This whitepaper is for historical reference only. Some content might be outdated and some links might not be available.
Data protection
Before architecting an ML workload, the foundational practices that influence security should be in place. For example, data classification provides a way to categorize data based on levels of sensitivity, and encryption protects data by rendering it unintelligible to unauthorized access. These methods are important, because they support objectives such as preventing mishandling or complying with regulatory obligations.
SageMaker AI Studio provides several features for protecting data at
rest and in-transit. However, as described in the
AWS Shared Responsibility model
Protect data at rest
To protect your SageMaker AI Studio notebooks along with your model-building data and model artifacts, SageMaker AI encrypts the notebooks, as well as the output from training and batch transform jobs. SageMaker AI encrypts these by default, using the AWS Managed Key for Amazon S3. This AWS Managed Key for Amazon S3 cannot be shared for cross-account access. For cross-account access, specify your customer-managed key while creating SageMaker AI resources so it can be shared for cross-account access.
With SageMaker AI Studio, data can be stored in the following locations:
-
S3 bucket – When a shareable notebook is enabled, SageMaker AI Studio shares notebook snapshots and metadata in an S3 bucket.
-
EFS volume – SageMaker AI Studio attaches an EFS volume to your domain for storing notebooks and data files.

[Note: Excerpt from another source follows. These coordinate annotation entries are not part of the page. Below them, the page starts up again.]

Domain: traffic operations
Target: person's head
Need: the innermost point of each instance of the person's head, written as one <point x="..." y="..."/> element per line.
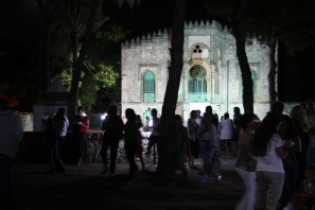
<point x="237" y="110"/>
<point x="61" y="111"/>
<point x="286" y="128"/>
<point x="207" y="118"/>
<point x="130" y="114"/>
<point x="112" y="110"/>
<point x="249" y="121"/>
<point x="80" y="110"/>
<point x="311" y="104"/>
<point x="299" y="119"/>
<point x="209" y="109"/>
<point x="178" y="121"/>
<point x="154" y="113"/>
<point x="198" y="113"/>
<point x="277" y="108"/>
<point x="264" y="133"/>
<point x="4" y="104"/>
<point x="310" y="173"/>
<point x="193" y="114"/>
<point x="49" y="122"/>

This EFS volume persists even after the domain is deleted.
-
EBS volume – EBS is attached to the instance that the notebook runs on. This volume persists for the duration of the instance.

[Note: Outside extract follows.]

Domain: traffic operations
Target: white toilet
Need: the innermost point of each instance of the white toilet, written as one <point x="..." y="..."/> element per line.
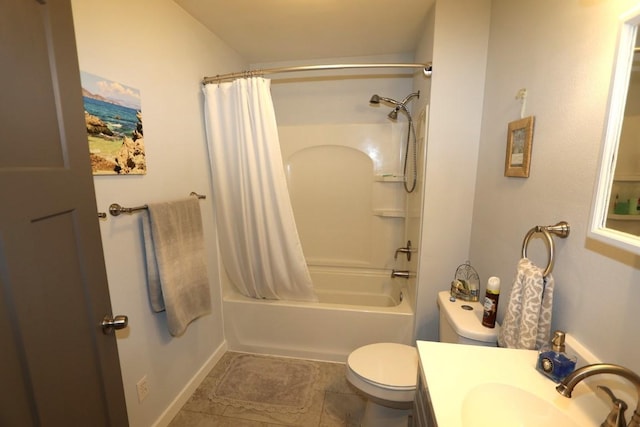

Encryption at rest with AWS KMS
-
You can pass your AWS KMS key to encrypt an EBS volume attached to notebooks, training, tuning, batch transform jobs, and endpoints.
-
If you don't specify a KMS key, SageMaker AI encrypts both operating system (OS) volumes and ML data volumes with a system-managed KMS key.
-
Sensitive data that needs to be encrypted with a KMS key for compliance reasons should be stored in the ML storage volume or in Amazon S3, both of which can be encrypted using a KMS key you specify.
Protect data in transit
SageMaker AI Studio ensures that ML model artifacts and other system artifacts are encrypted in transit and at rest. Requests to the SageMaker AI API and console are made over a secure (SSL) connection. Some intra-network data in-transit (inside the service platform) is unencrypted. This includes:
-
Command and control communications between the service control plane and training job instances (not customer data).
-
Communications between nodes in distributed processing and training jobs (intra-network).
However, you can choose to encrypt communication between nodes in a training cluster. Enabling inter-container traffic encryption can increase training time, especially if you are using distributed deep learning algorithms.

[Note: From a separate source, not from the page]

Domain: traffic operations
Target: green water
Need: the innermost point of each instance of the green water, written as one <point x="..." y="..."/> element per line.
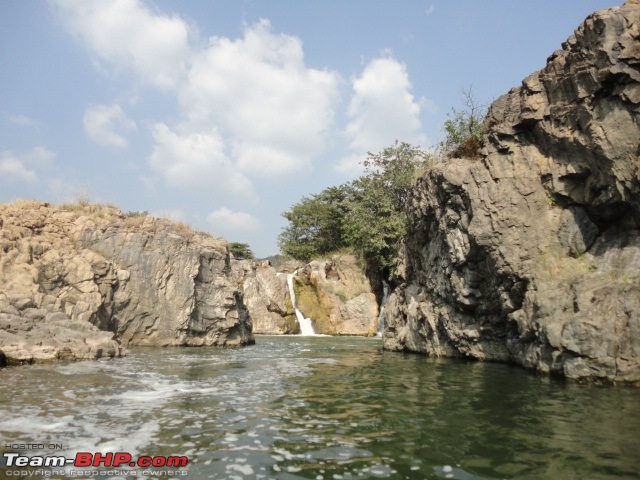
<point x="324" y="408"/>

By default, Amazon SageMaker AI runs training jobs in an Amazon VPC to help keep your data secure. You can add another level of security to protect your training containers and data by configuring a private VPC. Furthermore, you can configure your SageMaker AI Studio domain to run in VPC only mode, and set up VPC endpoints to route traffic over a private network without egressing traffic over the internet.
Data protection guardrails
Encrypt SageMaker AI hosting volumes at rest
Use the following policy to enforce encryption during hosting a SageMaker AI endpoint for online inference:
{ "Version": "2012-10-17", "Statement": [ { "Sid": "Encryption", "Effect": "Allow", "Action": [ "sagemaker:CreateEndpointConfig" ], "Resource": "*", "Condition": { "Null": { "sagemaker:VolumeKmsKey": "false" } } } ] }
Encrypt S3 buckets used during Model Monitoring
Model
Monitoring
In addition to capturing endpoint outputs, the Model Monitoring service checks for drift against a pre-specified baseline. You need to encrypt the outputs and the intermediate storage volumes used to monitor the drift.
{ "Version": "2012-10-17", "Statement": [ { "Sid": "Encryption", "Effect": "Allow", "Action": [ "sagemaker:CreateMonitoringSchedule", "sagemaker:UpdateMonitoringSchedule" ], "Resource": "*", "Condition": { "Null": { "sagemaker:VolumeKmsKey": "false", "sagemaker:OutputKmsKey": "false" } } } ] }
Encrypt a SageMaker AI Studio domain storage volume
Enforce encryption to storage volume attached to Studio domain. This policy requires a user to provide a CMK to encrypt the storage volumes attached to studio domains.
{ "Version": "2012-10-17", "Statement": [ { "Sid": "EncryptDomainStorage", "Effect": "Allow", "Action": [ "sagemaker:CreateDomain" ], "Resource": "*", "Condition": { "Null": { "sagemaker:VolumeKmsKey": "false" } } } ] }
Encrypt data stored in S3 that is used to share notebooks
This is the policy to encrypt any data stored in the bucket that is used to share notebooks between users in a SageMaker AI Studio domain:
{ "Version": "2012-10-17", "Statement": [ { "Sid": "EncryptDomainSharingS3Bucket", "Effect": "Allow", "Action": [ "sagemaker:CreateDomain", "sagemaker:UpdateDomain" ], "Resource": "*", "Condition": { "Null": { "sagemaker:DomainSharingOutputKmsKey": "false" } } } ] }
Limitations
-
Once a domain is created, you cannot update the attached EFS volume storage with a custom AWS KMS key.
-
You cannot update training/processing jobs or endpoint configurations with KMS keys once they have been created.